Reality:
The AI was trained to answer 3 to this question correctly.
Wait until the AI gets burned on a different question. Skeptics will rightfully use it to criticize LLMs for just being stochastic parrots, until LLM developers teach their models to answer it correctly, then the AI bros will use it as a proof it becoming “more and more human like”.
No but see they’re not skeptics, they’re just haters, and there is no valid criticism of this tech. Sorry.
And also youve just been banned from like twenty places tor being A FANATIC “anti ai shill”. Genuinely check the mod log, these fuckers are cultists.
When we see LLMs struggling to demonstrate an understanding of what letters are in each of the tokens that it emits or understand a word when there are spaces between each letter, we should compare it to a human struggling to understand a word written in IPA format (/sʌtʃ əz ðɪs/) even though we can understand the word spoken aloud normally perfectly fine.

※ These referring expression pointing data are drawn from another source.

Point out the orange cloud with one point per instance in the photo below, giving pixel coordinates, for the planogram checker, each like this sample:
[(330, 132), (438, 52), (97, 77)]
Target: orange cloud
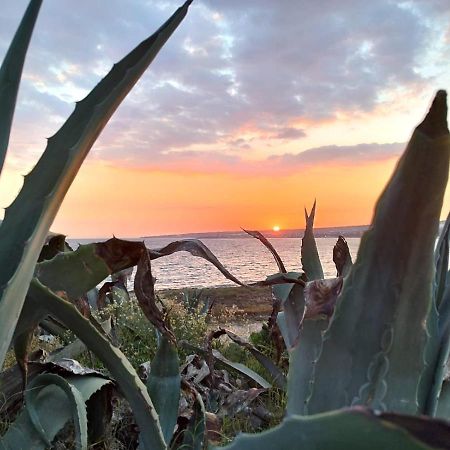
[(106, 200)]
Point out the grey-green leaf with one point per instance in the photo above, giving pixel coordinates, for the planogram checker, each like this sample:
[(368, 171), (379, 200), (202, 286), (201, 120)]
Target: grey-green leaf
[(52, 409), (310, 256), (163, 385), (29, 217), (369, 356)]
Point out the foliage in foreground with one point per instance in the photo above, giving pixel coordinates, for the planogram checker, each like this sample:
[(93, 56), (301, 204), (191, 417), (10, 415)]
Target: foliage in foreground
[(379, 339)]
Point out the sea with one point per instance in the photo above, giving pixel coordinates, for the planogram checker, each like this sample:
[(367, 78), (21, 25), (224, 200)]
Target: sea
[(245, 257)]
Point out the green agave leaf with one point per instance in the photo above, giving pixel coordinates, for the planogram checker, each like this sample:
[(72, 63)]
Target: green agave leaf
[(115, 361), (258, 235), (195, 433), (310, 256), (441, 340), (441, 263), (28, 218), (163, 385), (373, 349), (302, 360), (291, 297), (341, 257), (276, 374), (195, 248), (11, 72), (51, 401), (248, 373), (81, 270), (443, 406), (348, 429)]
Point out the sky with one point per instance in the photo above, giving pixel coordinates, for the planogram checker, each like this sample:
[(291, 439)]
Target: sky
[(251, 111)]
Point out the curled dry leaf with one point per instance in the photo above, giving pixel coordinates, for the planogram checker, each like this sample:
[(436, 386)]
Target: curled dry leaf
[(258, 235), (321, 296), (195, 248), (145, 293)]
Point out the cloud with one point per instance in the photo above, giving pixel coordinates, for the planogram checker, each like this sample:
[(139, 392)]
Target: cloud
[(231, 66), (208, 162)]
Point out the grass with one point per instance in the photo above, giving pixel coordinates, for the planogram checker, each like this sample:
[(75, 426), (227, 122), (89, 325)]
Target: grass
[(137, 339)]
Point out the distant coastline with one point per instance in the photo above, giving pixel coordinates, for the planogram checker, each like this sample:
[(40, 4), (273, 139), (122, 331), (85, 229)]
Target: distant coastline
[(347, 231)]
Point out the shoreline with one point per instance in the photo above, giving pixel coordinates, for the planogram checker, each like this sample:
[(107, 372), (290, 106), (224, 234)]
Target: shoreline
[(253, 301)]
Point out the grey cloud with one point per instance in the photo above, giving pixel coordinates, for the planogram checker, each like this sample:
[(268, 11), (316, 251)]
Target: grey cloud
[(265, 63)]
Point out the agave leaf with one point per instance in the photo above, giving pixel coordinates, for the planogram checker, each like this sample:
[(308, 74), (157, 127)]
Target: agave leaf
[(320, 299), (195, 248), (443, 406), (145, 294), (54, 244), (28, 218), (76, 401), (291, 297), (370, 352), (321, 296), (277, 375), (79, 271), (51, 401), (347, 429), (441, 263), (163, 385), (258, 235), (115, 361), (310, 256), (194, 435), (11, 72), (341, 257)]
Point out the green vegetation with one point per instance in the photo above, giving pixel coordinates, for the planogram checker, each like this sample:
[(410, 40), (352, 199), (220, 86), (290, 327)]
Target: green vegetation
[(368, 351)]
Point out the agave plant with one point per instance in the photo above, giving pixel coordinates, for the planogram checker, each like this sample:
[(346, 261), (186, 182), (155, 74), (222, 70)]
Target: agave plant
[(27, 221), (379, 349)]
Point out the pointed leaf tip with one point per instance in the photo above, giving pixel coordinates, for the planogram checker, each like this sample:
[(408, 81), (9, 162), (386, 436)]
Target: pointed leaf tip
[(435, 123)]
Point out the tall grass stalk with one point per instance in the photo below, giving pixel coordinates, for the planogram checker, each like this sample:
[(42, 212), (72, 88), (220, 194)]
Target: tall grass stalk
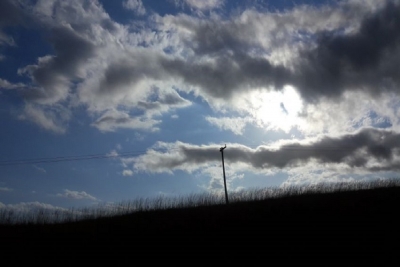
[(9, 216)]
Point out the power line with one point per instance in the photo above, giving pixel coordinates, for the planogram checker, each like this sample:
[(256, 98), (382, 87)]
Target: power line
[(141, 152)]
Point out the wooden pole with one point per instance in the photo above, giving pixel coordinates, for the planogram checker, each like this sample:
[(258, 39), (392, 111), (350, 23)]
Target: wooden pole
[(223, 168)]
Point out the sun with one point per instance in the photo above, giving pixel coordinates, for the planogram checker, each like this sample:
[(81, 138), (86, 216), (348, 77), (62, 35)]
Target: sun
[(277, 110)]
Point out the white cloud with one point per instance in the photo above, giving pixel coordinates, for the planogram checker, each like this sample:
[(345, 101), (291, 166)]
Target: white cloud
[(112, 120), (4, 84), (202, 5), (135, 5), (76, 195), (236, 125), (127, 173), (240, 63), (50, 118)]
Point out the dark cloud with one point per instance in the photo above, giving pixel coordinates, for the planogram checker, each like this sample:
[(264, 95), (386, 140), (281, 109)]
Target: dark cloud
[(381, 147), (53, 74), (10, 13), (338, 60), (228, 74), (365, 60)]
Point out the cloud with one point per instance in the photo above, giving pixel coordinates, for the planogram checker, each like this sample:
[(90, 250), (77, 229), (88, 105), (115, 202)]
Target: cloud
[(4, 84), (369, 149), (52, 118), (39, 169), (112, 120), (135, 5), (200, 5), (363, 60), (129, 76), (236, 125), (127, 173), (76, 195)]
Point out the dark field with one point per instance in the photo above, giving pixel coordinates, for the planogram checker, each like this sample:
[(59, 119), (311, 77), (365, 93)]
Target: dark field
[(352, 227)]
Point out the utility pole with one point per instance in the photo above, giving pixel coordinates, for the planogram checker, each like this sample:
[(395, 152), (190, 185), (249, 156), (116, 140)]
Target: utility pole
[(223, 168)]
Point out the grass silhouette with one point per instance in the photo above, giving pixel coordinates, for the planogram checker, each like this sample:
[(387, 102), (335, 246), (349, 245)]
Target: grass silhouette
[(350, 223)]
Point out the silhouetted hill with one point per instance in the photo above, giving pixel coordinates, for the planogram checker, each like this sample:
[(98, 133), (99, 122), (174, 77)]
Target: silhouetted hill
[(339, 228)]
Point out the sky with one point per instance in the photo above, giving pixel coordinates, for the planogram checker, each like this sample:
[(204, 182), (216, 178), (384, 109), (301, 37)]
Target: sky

But if you’ve learned IPA you can read it just fine
Honey, AI just did something new. It’s time to move the goalposts again.
Maybe OP was low on the priority list for computing power? Idk how this stuff works
Deep reasoning is not needed to count to 3.
It is if you’re creating ragebait.
o3-pro? Damn, that’s an expensive goof
Worked well for me
One of the interesting things I notice about the ‘reasoning’ models is their responses to questions occasionally include what my monkey brain perceives as ‘sass’.
I wonder sometimes if they recognise the trivialness of some of the prompts they answer, and subtilly throw shade.
One’s going to respond to this with ‘clever monkey! 🐒 Have a banana 🍌.’
What is that font bro…
Its called sweetpea and my sweatpea picked it out for me. How dare I stick with something my girl picked out for me.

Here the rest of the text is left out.